As the placenta gradually evolved in mammals, evolution had to find a way to tell the viral genes and the newer genes when to start working and when to stop. Sometime around a hundred and
forty-eight million years ago, certain genes vital for the healthy development of the placenta started to become locked and unusable – coded so that they could never be read, or expressed,
since they sometimes mucked up the works. So even though the mother’s genome still contains all the genes it takes to grow a complete baby from one of her eggs, only some of them are allowed
to function. The same is true for some of the father’s genes. This sexual selection in whether a certain gene can be expressed is called
genomic imprinting
.

There is nothing inherently ‘wrong’ in the coding of these genes that don’t work. Imprinting doesn’t involve a mutation
or a mistake that stops the
gene from working – think of it as a padlock that means the gene’s DNA cannot be accessed. But just as a door can be opened if you find the right key, imprinted genes can be unlocked,
even erased, by different conditions. The process is by no means static. And of the twenty-three thousand human genes that can be expressed by making proteins, only about eighty are ever silenced
by imprinting. What is interesting is that many of these genes that are imprinted dictate not what we will look like, but are able to manipulate the growth and nutrition of the foetus in the womb.

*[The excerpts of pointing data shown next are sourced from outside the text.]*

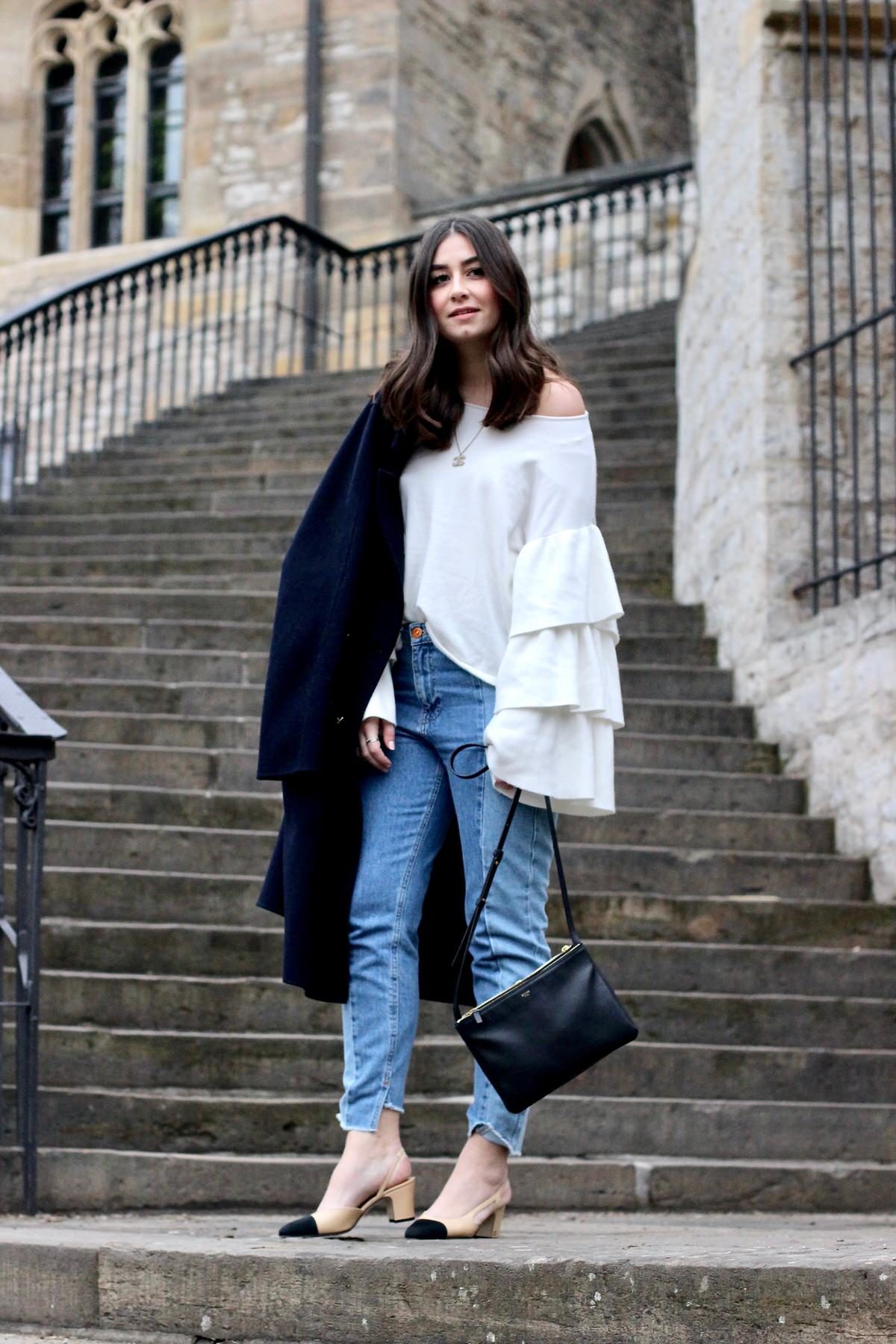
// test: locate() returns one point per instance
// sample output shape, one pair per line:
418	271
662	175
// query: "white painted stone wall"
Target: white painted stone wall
822	685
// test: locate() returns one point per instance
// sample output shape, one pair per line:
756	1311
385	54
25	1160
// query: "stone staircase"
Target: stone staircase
136	603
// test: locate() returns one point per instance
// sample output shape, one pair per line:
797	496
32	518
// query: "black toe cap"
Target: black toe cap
304	1226
428	1229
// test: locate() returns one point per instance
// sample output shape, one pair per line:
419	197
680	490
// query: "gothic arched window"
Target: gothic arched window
164	143
111	92
593	147
60	107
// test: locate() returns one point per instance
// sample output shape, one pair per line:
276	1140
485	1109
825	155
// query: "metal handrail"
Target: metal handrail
84	366
27	744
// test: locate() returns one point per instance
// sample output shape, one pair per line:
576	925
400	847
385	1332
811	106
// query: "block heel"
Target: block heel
402	1201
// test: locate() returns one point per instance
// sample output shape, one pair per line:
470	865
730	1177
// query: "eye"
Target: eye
473	270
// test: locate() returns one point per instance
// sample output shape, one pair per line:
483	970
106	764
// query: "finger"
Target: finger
373	752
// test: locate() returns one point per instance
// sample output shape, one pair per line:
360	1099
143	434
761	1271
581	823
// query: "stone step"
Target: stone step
653	718
601	912
441	1063
190	438
588	1276
650	773
637	430
561	1125
242	948
132	803
186	633
644	616
176	549
605	403
600	390
252	497
652	461
143	698
211	1001
235	668
249	512
200	812
218	574
615	482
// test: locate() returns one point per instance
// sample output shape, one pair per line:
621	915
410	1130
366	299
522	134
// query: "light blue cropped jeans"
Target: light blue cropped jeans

It seems that when evolution invented sex, it used imprinting as a way of ensuring that the female needed the male to reproduce. The health and survival of any offspring depends heavily on the
father’s genes for making the placenta, since the mother’s genes have been locked. It seems that sperm do more than just deliver packets of DNA into eggs – they regulate pregnancy
itself.

Imprinted genes, like viral DNA, are a frontline in a battle: two beings fighting over scarce resources, with some genes trying to ensure the best result for the child at the expense of the
mother, and others, for the mother at the expense of the child. The majority of genes that are locked in the mother’s DNA but not in the father’s directly influence how many nutrients a
foetus is able to extract from the mother’s body. A father’s genes benefit if his offspring are larger and stronger when they are born, because that gives them a better chance of
surviving to adulthood and the father’s genes being passed on further – for the father, there’s no personal risk involved. In contrast, many of the mother’s genes that do
work at this stage are trying to curb the foetus’s growth – to keep those nutrients for the mother. Consider, too, that if every time she became pregnant, the mother could restrict
foetal growth, she would secure a better chance of producing more children from limited resources, and she would be less likely to die from complications of
childbirth.
Evolutionarily speaking, this is to the advantage of her genes, which would have more opportunities to be passed on to a future generation.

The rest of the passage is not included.